Ces transferts de compétences d’actes techniques vers les infirmiers non Ibode représentent-ils un danger, y compris juridique ? Le Pr Olivier Jardé, chirurgien orthopédiste au CHU d’Amiens et président de l’Académie de chirurgie, se dit favorable au décret. « La sécurité des patients n’est pas remise en cause. Et, dans les blocs, nous permettons toujours aux infirmières d’aller se former dans les écoles d’Ibode », précise-t-il.
« Cette affaire des actes exclusifs a été très mal gérée depuis le début par les pouvoirs publics et par les établissements, déplore le Dr Philippe Cuq, président du syndicat Le Bloc, qui a participé aux réunions avec la Direction générale de l’offre de soins (DGOS, ministère). Et la mobilisation des syndicats d’Ibode a malheureusement bloqué les évolutions. Depuis 2015, on traîne ce sujet alors qu’on a quand même un grave problème de manque de personnel spécialisé qui aboutit à des retards thérapeutiques. » Toujours dans une approche pragmatique, le chirurgien se dit favorable à former en masse des Ibode « sur des formats plus courts ».
D’autres confrères affichent leur prudence. « On ne peut pas comparer une personne qui a un an d’expérience et une formation courte à une personne qui a fait deux ans d’école de spécialisation », recadre la Dr Hélène Le Hors, chirurgienne pédiatrique à Marseille.
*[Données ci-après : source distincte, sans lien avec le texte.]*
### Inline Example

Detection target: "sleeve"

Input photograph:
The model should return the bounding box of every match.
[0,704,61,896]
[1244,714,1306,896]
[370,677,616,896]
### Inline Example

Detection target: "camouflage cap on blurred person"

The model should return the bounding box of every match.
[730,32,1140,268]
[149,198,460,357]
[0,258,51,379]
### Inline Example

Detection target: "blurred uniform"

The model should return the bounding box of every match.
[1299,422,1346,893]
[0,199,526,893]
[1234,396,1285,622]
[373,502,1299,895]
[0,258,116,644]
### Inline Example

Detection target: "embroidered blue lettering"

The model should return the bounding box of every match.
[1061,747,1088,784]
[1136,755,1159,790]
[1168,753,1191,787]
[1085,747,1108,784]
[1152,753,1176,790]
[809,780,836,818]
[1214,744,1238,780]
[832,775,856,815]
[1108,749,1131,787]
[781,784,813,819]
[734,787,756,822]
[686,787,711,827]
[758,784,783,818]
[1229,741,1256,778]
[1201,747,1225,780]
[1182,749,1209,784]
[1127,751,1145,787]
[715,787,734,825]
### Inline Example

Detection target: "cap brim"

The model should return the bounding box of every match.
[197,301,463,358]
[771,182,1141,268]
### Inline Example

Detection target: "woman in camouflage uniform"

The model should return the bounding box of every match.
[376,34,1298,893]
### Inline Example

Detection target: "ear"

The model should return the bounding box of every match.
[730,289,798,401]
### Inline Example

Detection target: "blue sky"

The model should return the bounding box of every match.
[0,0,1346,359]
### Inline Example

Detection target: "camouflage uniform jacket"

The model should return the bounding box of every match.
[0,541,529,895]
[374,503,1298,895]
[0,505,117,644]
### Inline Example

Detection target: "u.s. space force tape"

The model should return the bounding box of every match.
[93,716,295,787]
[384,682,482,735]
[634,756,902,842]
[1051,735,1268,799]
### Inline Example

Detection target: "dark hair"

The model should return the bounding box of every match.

On n’est pas dans l’équivalence mais bien dans le transitoire pour permettre au système de continuer à fonctionner. » « On ne peut pas être certain que certains actes très techniques puissent être maîtrisés en 21 heures même si on s’est déjà exercé un an au bloc », abonde la Dr Naziha Khen-Dunlop, présidente du Syndicat des chirurgiens pédiatres français. La pratique des actes exclusifs aux infirmiers éligibles n’a pas fini de diviser les équipes opératoires.
5,4 millions d’euros à la formation
La troisième circulaire budgétaire parue en décembre 2024 octroie 5,4 millions de crédits à la formation des infirmiers diplômés d’État (IDE) dans les dispositifs dérogatoires souhaitant entrer en formation Ibode par la voie initiale ou continue. Environ 20 % de ce montant ira aux formations Ibode et 80 % de l’enveloppe financera les mesures transitoires et la mise en conformité des blocs opératoires.